I'd say it's generally known - everyone is aware of nukes and what nukes can do. The difference is they're considered much more of a known quantity these days: you can't use them, you don't use them, and you also can't fight a direct war with any country which has them. The idea of the "mad Russians" launching against the US has worn out, but watch what happens when you talk about Iran or North Korea having them.
What's more worrying is that most nuclear policy in the US was centered around condensing launch authority solely with the President of the United States - there's a heck of a lot of assumption that that person is a sane, rational elder statesmen type.
That MAD continues didn't seem that known on HN earlier today. (I didn't know it either.) When I wrote the GP comment, it had half a dozen sibling comments from different people, now all deleted, talking about MAD in the past tense, as a crazy thing that was believed in long ago.
the problem with MAD is it falls apart when you cross religious extremism with nuclear weapons. It's not rational to douse school girls in acid on their way to school but religious extremism turns it into reality.
The AD - Assured Destruction - part works just fine. Irrational actors don't assemble world ending arsenals (after all if you think you should rush to your death, why not launch when you have 1, given that you're most likely in a "use it or lose it" situation).
Even in your cited example - the people who do this sort of thing attack those who can't fight back. They are never in any danger of being immediately shot dead after.
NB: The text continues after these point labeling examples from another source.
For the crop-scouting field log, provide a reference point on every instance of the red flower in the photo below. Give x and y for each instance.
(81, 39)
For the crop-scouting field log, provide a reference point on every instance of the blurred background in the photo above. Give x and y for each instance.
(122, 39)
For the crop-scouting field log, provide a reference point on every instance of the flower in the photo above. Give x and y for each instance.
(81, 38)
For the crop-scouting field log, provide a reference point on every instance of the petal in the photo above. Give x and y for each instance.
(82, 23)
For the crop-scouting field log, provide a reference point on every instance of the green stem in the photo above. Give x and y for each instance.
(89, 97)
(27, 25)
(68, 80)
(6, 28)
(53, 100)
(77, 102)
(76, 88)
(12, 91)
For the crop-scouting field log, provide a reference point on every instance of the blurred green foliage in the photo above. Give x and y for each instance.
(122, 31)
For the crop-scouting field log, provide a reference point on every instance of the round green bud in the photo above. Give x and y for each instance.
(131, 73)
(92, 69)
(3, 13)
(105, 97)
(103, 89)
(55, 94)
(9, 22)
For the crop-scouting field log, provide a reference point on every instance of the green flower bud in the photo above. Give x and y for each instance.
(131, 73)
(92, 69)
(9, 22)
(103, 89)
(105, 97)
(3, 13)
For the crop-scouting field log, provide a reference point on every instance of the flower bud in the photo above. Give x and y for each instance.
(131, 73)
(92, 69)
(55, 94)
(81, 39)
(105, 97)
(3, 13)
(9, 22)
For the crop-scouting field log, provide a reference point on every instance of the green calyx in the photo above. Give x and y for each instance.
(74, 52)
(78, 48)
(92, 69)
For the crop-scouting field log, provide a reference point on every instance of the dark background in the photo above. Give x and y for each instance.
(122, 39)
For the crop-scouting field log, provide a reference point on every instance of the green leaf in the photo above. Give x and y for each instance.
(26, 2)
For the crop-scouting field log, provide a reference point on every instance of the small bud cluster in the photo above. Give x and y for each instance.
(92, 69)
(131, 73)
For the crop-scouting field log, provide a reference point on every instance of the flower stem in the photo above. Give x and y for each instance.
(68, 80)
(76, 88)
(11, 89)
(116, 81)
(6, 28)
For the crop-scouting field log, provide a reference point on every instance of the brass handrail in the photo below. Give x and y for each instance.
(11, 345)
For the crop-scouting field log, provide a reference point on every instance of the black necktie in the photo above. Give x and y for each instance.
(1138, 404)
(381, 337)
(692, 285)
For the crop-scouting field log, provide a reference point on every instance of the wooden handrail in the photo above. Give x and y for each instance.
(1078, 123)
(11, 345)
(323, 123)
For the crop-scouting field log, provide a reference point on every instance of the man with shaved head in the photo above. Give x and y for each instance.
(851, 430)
While yes suicide bombers exist, this is more a question of arms proliferation and control then an indictment of the ineffectiveness of MAD or the general strategic reality of nuclear weapons. And the situations under which non-state actors have them are still a policing rather then political concern - North Korea or Iran leaking a bomb to another entity that then detonates it is the surest possible way that both those states will be dismantled by NATO, since MAD does apply there: proof that you represent an uncontrolled risk of nuclear attack invites conventional or nuclear annihilation, regardless of the mechanism. Civilian casualties go out the window when you have already suffered some.
What's more worrying is that most nuclear policy in the US was centered around condensing launch authority solely with the President of the United States - there's a heck of a lot of assumption that that person is a sane, rational elder statesmen type.